Noppadon denies compromise

Obviously this is aggressive and arrogance from the Thai foreign minister and Thailand. The attempt to interfering in the registration of Preah Vihea Temple as World Heritage Site is a violation of Cambodia sovereignty. The Preah Vihea is belong to Cambodia so as the land surounding the Temple. Thailand had moved its borders deep into Cambodia in thousand squar kilometres already and thousand of statues were stolen by Thailand.

Thailand will not compromise with Cambodia in negotiations over land around Preah Vihear temple, which Phnom Penh wants to register as a Unesco World Heritage Site, Foreign Minister Noppadon Pattama said yesterday. ''I [as foreign minister] will not let this country give up a square inch of territory to Cambodia,'' Mr Noppadon said.

The ancient Khmer temple, which is on the border in Si Sa Ket province, was ruled by the International Court of Justice to belong to Cambodia in 1962.

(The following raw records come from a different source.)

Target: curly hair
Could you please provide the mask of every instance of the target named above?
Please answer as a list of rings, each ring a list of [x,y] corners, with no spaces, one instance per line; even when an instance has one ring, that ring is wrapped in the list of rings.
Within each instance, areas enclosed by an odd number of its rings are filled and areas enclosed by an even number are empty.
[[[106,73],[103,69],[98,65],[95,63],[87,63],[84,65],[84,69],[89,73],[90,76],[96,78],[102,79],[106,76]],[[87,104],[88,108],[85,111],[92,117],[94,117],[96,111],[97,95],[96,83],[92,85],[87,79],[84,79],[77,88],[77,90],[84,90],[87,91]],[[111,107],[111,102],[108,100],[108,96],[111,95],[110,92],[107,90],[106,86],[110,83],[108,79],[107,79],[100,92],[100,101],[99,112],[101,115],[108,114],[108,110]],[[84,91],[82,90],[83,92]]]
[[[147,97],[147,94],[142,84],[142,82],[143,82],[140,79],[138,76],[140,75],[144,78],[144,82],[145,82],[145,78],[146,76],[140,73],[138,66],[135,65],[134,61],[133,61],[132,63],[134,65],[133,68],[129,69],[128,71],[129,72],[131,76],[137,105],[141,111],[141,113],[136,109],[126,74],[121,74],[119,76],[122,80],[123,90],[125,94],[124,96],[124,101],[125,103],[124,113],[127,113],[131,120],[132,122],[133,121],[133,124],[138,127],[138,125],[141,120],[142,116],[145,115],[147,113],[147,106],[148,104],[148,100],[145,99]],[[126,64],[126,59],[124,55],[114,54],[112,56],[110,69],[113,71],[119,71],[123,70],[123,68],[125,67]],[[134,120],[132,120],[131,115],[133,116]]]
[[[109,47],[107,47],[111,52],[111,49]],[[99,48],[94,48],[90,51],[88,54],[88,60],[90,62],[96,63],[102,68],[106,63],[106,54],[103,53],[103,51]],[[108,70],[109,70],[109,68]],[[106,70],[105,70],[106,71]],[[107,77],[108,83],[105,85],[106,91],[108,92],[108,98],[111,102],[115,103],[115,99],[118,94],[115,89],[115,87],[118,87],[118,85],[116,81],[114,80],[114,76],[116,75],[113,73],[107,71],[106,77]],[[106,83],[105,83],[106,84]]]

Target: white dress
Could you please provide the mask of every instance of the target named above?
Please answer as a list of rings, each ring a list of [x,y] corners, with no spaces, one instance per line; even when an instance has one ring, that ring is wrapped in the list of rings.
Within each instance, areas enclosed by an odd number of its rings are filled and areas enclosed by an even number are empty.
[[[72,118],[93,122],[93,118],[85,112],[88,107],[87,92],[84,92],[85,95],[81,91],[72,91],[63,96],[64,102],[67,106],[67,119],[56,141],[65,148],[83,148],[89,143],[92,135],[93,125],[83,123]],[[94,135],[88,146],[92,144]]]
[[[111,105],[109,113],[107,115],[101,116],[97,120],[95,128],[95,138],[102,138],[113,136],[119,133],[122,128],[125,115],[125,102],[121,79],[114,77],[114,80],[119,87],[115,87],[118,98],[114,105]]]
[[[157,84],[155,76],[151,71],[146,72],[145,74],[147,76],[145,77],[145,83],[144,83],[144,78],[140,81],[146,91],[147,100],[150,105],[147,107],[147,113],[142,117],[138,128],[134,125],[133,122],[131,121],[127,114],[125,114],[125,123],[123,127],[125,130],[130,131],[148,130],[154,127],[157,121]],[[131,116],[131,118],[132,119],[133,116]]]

The area around the temple remains in dispute, with the two countries' claims overlapping.

To register the temple, known as Khao Phra Viharn in Thai, as a World Heritage Site might require Thailand giving up some disputed land to Cambodia.

Mr Noppadon's strong statement came amid rumours Thailand might compromise in exchange for benefits for some politicians, including petroleum concessions in other disputed areas.

The reports follow the minister's recent sudden transfer of Virachai Plasai, director-general of the Treaties and Legal Affairs Department and head of the negotiation team, to an inactive post.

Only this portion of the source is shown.